夢は、故郷の島へ戻って、美容師として独り立ちすることだ。
島には床屋はあるが美容室がなく、おしゃれをするために髪を切る時は本島まで連絡船に乗ってやってくる必要があるため、大変不便だった。
だから、自分が美容師として独り立ちすることで、島の役に立ちたいという。
そんな彼女がいつも大切に持っているのが、手作りの券だ。子供の頃に作ったもので、いわゆる肩たたき券みたいなものです、といつも彼女は店の老人達に言っていた。何でも、小学校の頃にタイムカプセルとして埋めたものが出てきたそうで、今度帰省をするときは、病床にふせっている母親の髪を結い上げて親孝行をして上げるのだそうだ。
そんな中、彼女は帰省する。家に戻ると、家の中は荒れ果てており、奥に母親のレイコが寝ていた。父親はとうの昔に島から出てしまっていた。
起きあがるレイコに結は聞く。「おかあさん。昔、わたしが作った券のこと、覚えている?」レイコはそれすらもわかっていないようだった。 「誰?」「わたしだよ、結だよ」と言うも首を傾げて、「んーーー。いいや。

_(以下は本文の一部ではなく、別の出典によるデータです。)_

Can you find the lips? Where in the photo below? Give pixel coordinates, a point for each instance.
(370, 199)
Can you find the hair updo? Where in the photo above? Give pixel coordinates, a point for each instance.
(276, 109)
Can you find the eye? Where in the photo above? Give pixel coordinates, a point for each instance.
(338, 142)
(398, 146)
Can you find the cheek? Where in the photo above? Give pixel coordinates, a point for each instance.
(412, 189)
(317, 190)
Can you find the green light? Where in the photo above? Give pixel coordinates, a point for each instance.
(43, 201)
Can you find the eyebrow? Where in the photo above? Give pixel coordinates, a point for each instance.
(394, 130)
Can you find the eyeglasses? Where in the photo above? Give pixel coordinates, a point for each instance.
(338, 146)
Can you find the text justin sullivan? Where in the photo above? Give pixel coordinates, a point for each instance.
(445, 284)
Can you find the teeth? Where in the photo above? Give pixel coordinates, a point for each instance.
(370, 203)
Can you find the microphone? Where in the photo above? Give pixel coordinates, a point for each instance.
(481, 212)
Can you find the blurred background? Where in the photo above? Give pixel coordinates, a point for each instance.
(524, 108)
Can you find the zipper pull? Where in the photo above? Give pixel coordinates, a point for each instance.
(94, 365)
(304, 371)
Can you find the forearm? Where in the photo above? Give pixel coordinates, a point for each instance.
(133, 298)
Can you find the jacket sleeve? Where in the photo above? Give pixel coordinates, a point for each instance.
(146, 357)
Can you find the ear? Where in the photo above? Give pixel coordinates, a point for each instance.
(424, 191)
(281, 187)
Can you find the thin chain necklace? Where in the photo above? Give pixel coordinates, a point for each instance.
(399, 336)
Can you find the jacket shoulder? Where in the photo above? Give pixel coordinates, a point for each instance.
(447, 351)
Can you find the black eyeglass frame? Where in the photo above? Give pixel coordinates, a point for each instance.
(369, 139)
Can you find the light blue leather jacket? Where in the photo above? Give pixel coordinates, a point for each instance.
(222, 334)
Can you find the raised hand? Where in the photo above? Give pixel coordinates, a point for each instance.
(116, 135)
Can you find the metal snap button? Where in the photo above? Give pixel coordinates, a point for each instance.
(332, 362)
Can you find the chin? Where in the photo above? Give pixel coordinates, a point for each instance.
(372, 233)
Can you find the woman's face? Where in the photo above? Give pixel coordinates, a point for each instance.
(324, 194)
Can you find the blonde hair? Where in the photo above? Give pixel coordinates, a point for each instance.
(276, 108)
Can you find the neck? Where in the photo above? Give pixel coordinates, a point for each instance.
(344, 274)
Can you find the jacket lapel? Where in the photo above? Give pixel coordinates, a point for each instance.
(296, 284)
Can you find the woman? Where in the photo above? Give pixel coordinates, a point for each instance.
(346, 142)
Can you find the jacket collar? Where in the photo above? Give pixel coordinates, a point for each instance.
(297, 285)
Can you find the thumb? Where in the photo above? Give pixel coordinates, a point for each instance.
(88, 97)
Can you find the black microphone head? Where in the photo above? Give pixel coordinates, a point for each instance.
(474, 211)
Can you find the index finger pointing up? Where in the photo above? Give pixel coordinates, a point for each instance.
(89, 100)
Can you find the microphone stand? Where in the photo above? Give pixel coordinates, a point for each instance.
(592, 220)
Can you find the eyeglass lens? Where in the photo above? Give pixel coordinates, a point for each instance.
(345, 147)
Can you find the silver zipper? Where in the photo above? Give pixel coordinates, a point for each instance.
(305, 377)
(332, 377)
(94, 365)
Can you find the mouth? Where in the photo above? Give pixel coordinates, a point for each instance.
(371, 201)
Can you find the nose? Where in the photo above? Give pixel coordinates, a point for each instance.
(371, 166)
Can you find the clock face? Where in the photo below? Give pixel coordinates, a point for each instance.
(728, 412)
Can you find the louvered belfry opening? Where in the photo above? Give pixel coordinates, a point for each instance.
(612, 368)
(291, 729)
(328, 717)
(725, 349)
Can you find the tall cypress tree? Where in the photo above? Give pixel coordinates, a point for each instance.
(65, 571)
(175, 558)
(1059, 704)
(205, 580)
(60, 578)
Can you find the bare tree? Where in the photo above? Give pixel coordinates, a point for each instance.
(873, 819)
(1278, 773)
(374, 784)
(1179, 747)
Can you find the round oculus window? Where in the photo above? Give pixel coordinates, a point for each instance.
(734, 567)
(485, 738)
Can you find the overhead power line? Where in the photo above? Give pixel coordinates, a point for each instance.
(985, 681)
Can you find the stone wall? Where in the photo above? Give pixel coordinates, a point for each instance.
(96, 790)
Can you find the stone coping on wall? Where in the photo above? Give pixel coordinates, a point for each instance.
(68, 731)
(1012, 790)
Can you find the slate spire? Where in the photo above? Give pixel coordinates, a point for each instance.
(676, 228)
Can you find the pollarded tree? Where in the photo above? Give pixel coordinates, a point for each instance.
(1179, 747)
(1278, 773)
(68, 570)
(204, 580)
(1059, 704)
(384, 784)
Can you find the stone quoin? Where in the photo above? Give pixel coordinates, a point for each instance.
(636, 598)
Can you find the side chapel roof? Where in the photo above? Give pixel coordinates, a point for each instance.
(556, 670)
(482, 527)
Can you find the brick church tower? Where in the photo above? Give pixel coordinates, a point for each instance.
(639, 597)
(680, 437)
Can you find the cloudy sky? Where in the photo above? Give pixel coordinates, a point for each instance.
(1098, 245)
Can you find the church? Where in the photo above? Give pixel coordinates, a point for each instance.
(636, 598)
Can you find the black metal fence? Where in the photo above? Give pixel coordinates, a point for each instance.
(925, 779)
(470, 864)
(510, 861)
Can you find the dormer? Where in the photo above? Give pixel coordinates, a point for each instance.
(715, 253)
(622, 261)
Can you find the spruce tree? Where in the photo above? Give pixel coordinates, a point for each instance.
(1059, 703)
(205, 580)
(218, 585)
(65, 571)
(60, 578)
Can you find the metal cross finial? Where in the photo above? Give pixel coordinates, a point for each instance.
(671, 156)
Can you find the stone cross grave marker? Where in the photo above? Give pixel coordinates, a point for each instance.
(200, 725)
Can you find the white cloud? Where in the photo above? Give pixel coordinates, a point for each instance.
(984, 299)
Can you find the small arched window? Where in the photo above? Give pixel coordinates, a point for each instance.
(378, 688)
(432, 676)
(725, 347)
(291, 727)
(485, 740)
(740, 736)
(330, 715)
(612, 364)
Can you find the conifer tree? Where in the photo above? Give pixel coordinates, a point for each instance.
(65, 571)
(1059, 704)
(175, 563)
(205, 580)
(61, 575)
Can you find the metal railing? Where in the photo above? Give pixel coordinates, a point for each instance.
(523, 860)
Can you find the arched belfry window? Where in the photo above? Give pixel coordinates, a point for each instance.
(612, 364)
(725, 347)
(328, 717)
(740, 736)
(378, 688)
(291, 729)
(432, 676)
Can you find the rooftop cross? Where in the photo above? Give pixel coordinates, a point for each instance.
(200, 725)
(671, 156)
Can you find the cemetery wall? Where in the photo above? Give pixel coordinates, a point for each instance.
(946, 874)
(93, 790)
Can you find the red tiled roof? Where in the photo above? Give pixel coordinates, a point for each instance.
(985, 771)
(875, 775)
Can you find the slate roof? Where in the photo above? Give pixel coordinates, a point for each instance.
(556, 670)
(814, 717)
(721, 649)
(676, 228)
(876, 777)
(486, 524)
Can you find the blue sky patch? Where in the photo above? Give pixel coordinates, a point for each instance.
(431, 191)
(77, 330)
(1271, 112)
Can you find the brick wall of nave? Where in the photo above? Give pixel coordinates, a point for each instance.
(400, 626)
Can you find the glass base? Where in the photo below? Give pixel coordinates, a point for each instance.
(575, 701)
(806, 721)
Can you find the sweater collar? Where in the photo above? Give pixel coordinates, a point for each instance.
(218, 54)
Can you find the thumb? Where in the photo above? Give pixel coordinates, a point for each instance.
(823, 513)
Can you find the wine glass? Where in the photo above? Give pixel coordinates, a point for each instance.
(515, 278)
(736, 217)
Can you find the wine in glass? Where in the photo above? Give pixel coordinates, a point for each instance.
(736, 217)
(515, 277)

誰でも。ごめんねえ。お酒、買ってきてくれない?」パン、と柏手を打つようにして、すかすかの黄色い歯をむき出しにしてにぃっと笑うレイコを見て、結は発作的にはさみを振り上げる。レイコは悲鳴を上げる。
やがて、悲鳴を聞いた島の巡査さんが佐藤家へ踏み込むと、そこには、きれいに髪を結い上げられたレイコが2L入りの酒を抱いて、すうすうと寝ていた。またいつもの虚言か。巡査さんは肩をすくめる。
夕方の波打ち際、結は思い出す。
叫び続ける母を組み敷いて、無理矢理化粧台へ座らせて、結はぼろぼろと涙を流しながら、母の髪を櫛でといて、すきバサミを入れて、きれいに丁寧に整えていった。
わたしは何でこうまでして母をきれいにしたの? むなしさがあふれ出す。結は波打ち際に、はさみをたたきつける。手のひらの券を握りつぶす。
券に書かれていたのは「おかあさんが1日お酒を飲まない券」だった。
まだ、お酒を飲んで暴れていなかった頃に戻ってほしい。という願いだった。
絶望感に打ちひしがれながら、結は海へと入っていく。
そして、その日から、結を見たものは誰もいなかった。